Stability guarantee: \(\rho_i\) is constrained to \([0, 1)\) via \(\tanh\)
Universality: Proposition 1 proves this parameterization is dense in SSM space
Parameter count: Linear in \(n\), identical to the diagonal parameterization of S5

Efficient Gramian Computation¶

Hankel singular values \(\sigma_i = \sqrt{\lambda_i(\mathbf{P}\mathbf{Q})}\) require solving the Lyapunov equation:

\[\mathbf{A}\mathbf{P}\mathbf{A}^\top - \mathbf{P} + \mathbf{B}\mathbf{B}^\top = \mathbf{0}\]

The standard Bartels–Stewart algorithm costs \(\mathcal{O}(n^3)\). Exploiting the block-diagonal structure, the equation decomposes into \(q\) independent \(2 \times 2\) Lyapunov equations and \(q(q-1)/2\) independent \(2 \times 2\) Sylvester equations (\(q = n/2\)), each solvable in parallel:

\[\mathbf{A}_i \mathbf{P}_{ij} \mathbf{A}_j^\top - \mathbf{P}_{ij} + \mathbf{B}_i \mathbf{B}_j^\top = \mathbf{0}\]

Total complexity is \(\mathcal{O}(q^2) = \mathcal{O}(n^2)\), independent of sequence length \(n_s\).

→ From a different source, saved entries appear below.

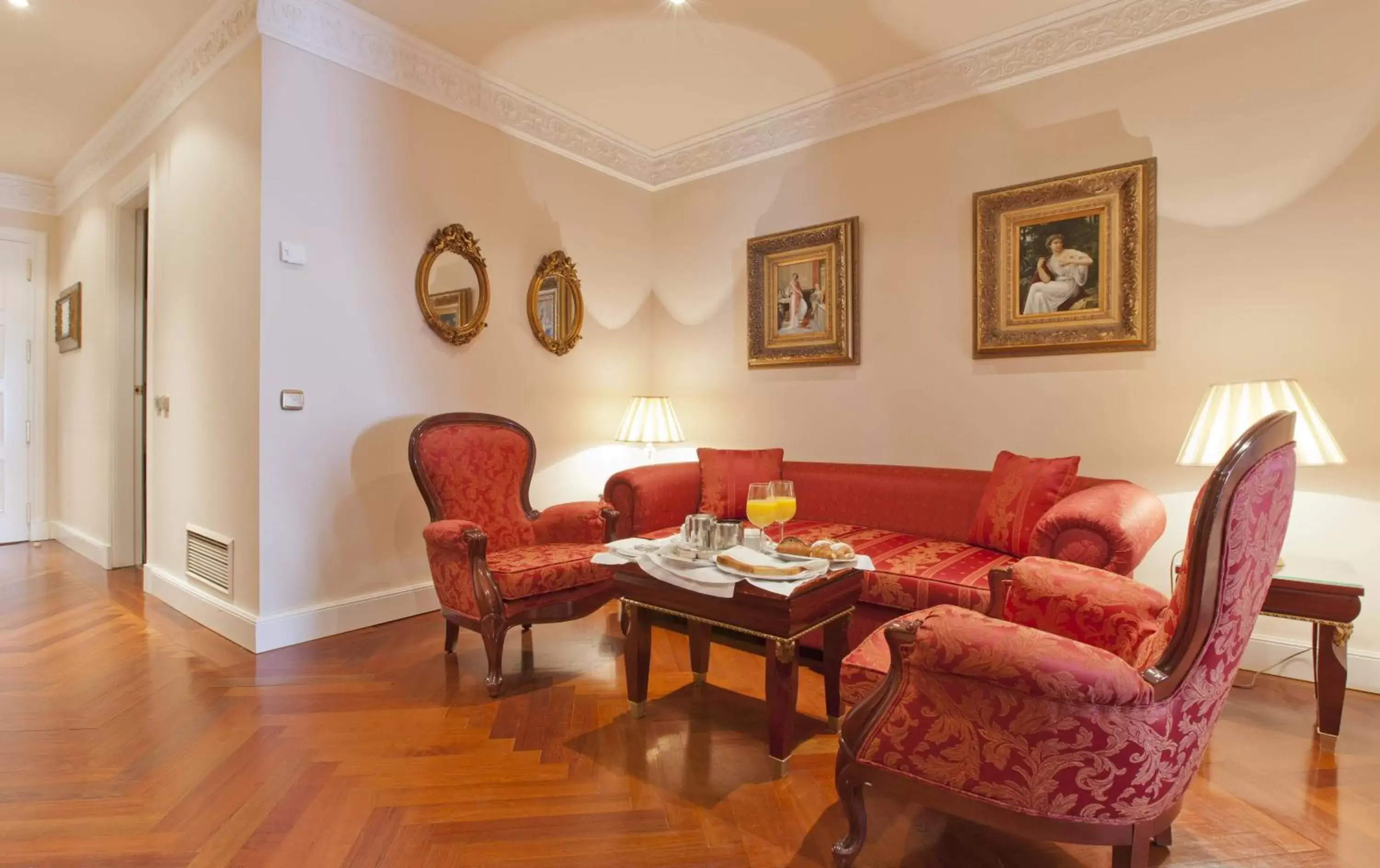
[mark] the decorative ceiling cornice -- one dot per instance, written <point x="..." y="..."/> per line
<point x="345" y="35"/>
<point x="23" y="194"/>
<point x="350" y="36"/>
<point x="221" y="34"/>
<point x="1085" y="35"/>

Differentiable Regularizer¶

Although individual Hankel singular values are non-differentiable with respect to system matrices, Proposition 2 proves their sum is smooth. The nuclear norm regularizer is defined as:

\[\mathcal{R}_*(\boldsymbol{\sigma}^{(1)}, \ldots, \boldsymbol{\sigma}^{(L)}) = \sum_{\ell=1}^L \sum_{i=1}^n \sigma_i^{(\ell)}\]

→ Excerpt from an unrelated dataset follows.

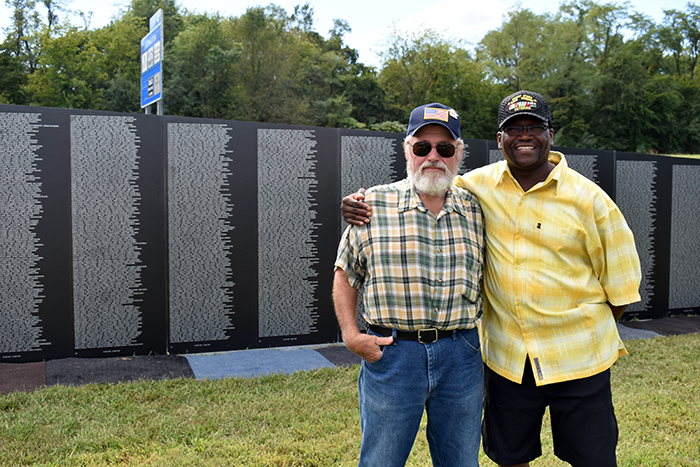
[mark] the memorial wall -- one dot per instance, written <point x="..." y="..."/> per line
<point x="129" y="234"/>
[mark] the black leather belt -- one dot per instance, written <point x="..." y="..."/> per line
<point x="424" y="336"/>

Added to the training loss, this encourages singular values to concentrate on the leading components, promoting rapid decay.

Associative Scan Acceleration¶

Using the property \(\mathbf{A}(\mathbf{x}, \boldsymbol{\beta}) \mathbf{A}(\mathbf{y}, \boldsymbol{\gamma}) = \mathbf{A}(\mathbf{x} \odot \mathbf{y}, \boldsymbol{\beta} + \boldsymbol{\gamma})\), a new associative binary operation is defined that avoids explicit block matrix products, enabling the same \(\mathcal{O}(\log(n_s) \cdot n)\) parallel scan as diagonal S5.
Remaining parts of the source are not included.